According to a report from The Los Angeles Times, thousands of illegal listings in Los Angeles are still up on Airbnb despite a new law that went into effect in November 2019. The regulation requires short term rentals to be primary residences and be registered with the city.
The LA Times found that in early June nearly 5,000 Airbnb listings in LA did not have registration numbers, while the city estimated about 6,000 Airbnb listings or about 42% of active listings on all platforms in LA.
The city said that rental listings have declined by 62% since the law went into effect. Many have complied after getting warning letters.
The enforcement entails warning letters and citations to hosts with initial fines of $500 as well as additional fines of $500 per day. The city’s enforcement has lagged. It has identified about 2,600 properties across all platforms that are still in violation with most in the Hollywood, Venice and downtown areas.
The city has focused on hosts and have not gone after online platforms because the burden of proof is higher for platforms, to show they “knew or ignored” that their hosts were not complying.
The LA Times reported that last year Airbnb agreed to remove “categorically ineligible” listings identified by the city, but “Airbnb did not have to remove any others until it rolled out a new system to facilitate sharing data with the city and removing illegal listings.” The system would “put enforcement tools in the hands of the city.”
Of note, Airbnb said the system was ready in June, but the city has dragged its feet. “The city abruptly put it on hold: Planning officials said Mayor Eric Garcetti’s office told them to hold off until the department had prepared on its financial effects.”
Certainly with Los Angeles facing a potentially large budget deficit exacerbated by Covid-19, they need revenue from any possible source and getting rid of illegal rentals would curtail revenues.
As we reported in March, Los Angeles was already ‘concerned’ about shortfall from short term rental revenues with the new regulation.
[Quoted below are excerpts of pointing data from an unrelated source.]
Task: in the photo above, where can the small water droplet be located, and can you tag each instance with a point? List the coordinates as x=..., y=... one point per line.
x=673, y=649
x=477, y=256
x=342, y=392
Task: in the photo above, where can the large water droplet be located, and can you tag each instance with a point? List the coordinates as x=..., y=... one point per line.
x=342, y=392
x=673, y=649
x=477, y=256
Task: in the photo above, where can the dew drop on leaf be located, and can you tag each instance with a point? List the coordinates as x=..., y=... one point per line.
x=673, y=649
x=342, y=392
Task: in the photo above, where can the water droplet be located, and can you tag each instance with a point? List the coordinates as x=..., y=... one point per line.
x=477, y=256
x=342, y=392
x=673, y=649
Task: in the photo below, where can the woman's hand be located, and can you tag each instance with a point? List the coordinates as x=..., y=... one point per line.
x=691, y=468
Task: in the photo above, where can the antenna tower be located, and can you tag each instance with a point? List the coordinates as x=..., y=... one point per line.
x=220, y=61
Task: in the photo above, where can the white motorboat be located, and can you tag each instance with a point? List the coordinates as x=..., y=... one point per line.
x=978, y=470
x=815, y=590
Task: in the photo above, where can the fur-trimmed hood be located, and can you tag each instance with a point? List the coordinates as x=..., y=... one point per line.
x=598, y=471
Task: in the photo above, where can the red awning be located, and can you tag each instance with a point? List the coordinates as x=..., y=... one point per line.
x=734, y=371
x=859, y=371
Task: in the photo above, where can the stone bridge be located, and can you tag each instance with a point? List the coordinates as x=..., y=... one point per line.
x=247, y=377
It collected $62.7 million from short term rental transient occupancy tax (TOT) in the 2018-2019 fiscal year.
Cities feel immense pressure to balance the competing interests of constituents, but at the end of the day the need of the local economy trumps. The pandemic has put many cities around the world in a dire financial state. It has caused them to re-evaluate their stance on short term rentals. As we wrote last week, Catalonia has reversed its hardline approach on short term rentals and are now in favor of home-sharing.
This is a dilemma that many U.S. and European cities are reckoning with.